Pierre Musso © Mélanie NiemiecClaude-Henri de Saint-Simon rêvait d'un progrès moral et social appuyé sur la religion, l'humanité et le développement industriel. 200 ans après, sa pensée influence toujours les grands corps techniques français et les chefs d'entreprise.
Pierre Musso souligne la persistance d'une "idéologie" Saint-Simonienne dans la mentalité française. Le Saint-Simonisme, loin d'être obsolète, infuse les politiques économiques et technologiques contemporaines. Il inspire également une vision pacifiste de l'industrie, contrairement à son association fréquente à la pollution et à l'exploitation, héritée du XIXe siècle. Pour illustrer ce qu’est l’industrie, Pierre Musso cite François Perrault, qui dit que "l’industrie est une création collective". Cette vision pacifique et collectiviste a été éclipsée au XXe siècle par les guerres mondiales, rendant l'industrie synonyme de technologie et de guerre.
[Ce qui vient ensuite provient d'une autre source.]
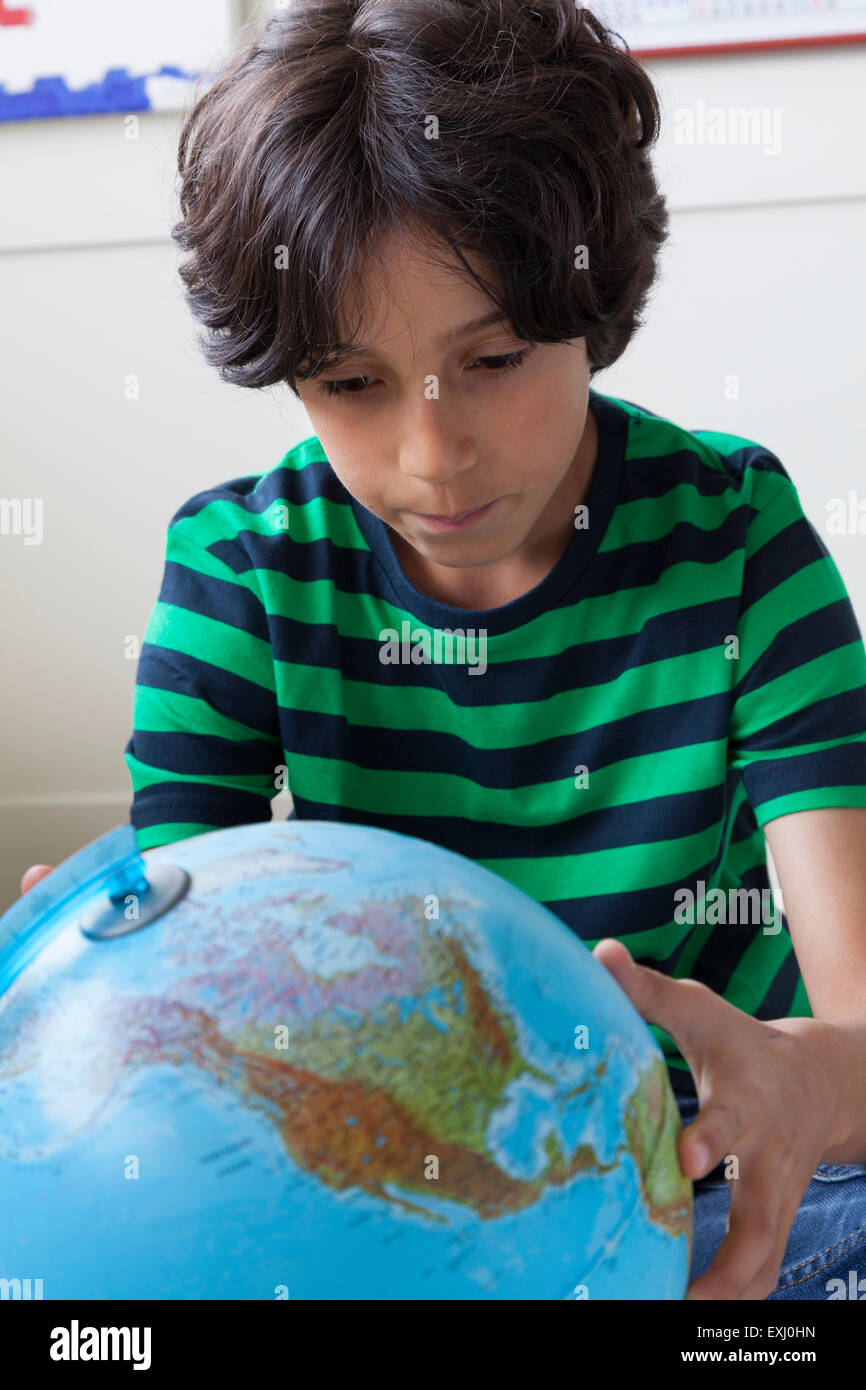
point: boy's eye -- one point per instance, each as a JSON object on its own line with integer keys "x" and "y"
{"x": 492, "y": 366}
Cependant, aujourd'hui, dans une économie mondialisée et numérisée, Pierre Musso affirme que "le champ industriel est très difficile à définir parce qu'il y a une très forte imbrication entre service et industrie."
La technocratie française, influencée par des figures comme Serge Tchuruk de l'entreprise Alcatel, a délaissé l'industrie au profit d'une "mondialisation excessive". Ce choix s'est révélé "désastreux pour l'économie française", en contraste avec l'approche industrielle de l'Allemagne ou de la Chine, qui ont su capitaliser sur une industrie forte.
Aujourd'hui, tout le monde reconnaît que la France a désindustrialisé. Tous les industriels le regrettent.
Saint-Simon a pressenti le besoin d'une nouvelle structuration de la société post-révolutionnaire. Son concept de « nouveau christianisme » aspirait à démocratiser la prospérité industrielle pour le bien commun, contesté à la fois par les libéraux et les socialistes pour son approche universaliste. Avec l’informatisation, l’industrie redéfinit le monde du travail et la production collective. Pour Musso, la quête actuelle se situe dans la réconciliation de la technologie avec le sens humain, un défi que le Saint-Simonisme, par sa vision collective et pacifique, pourrait éclairer.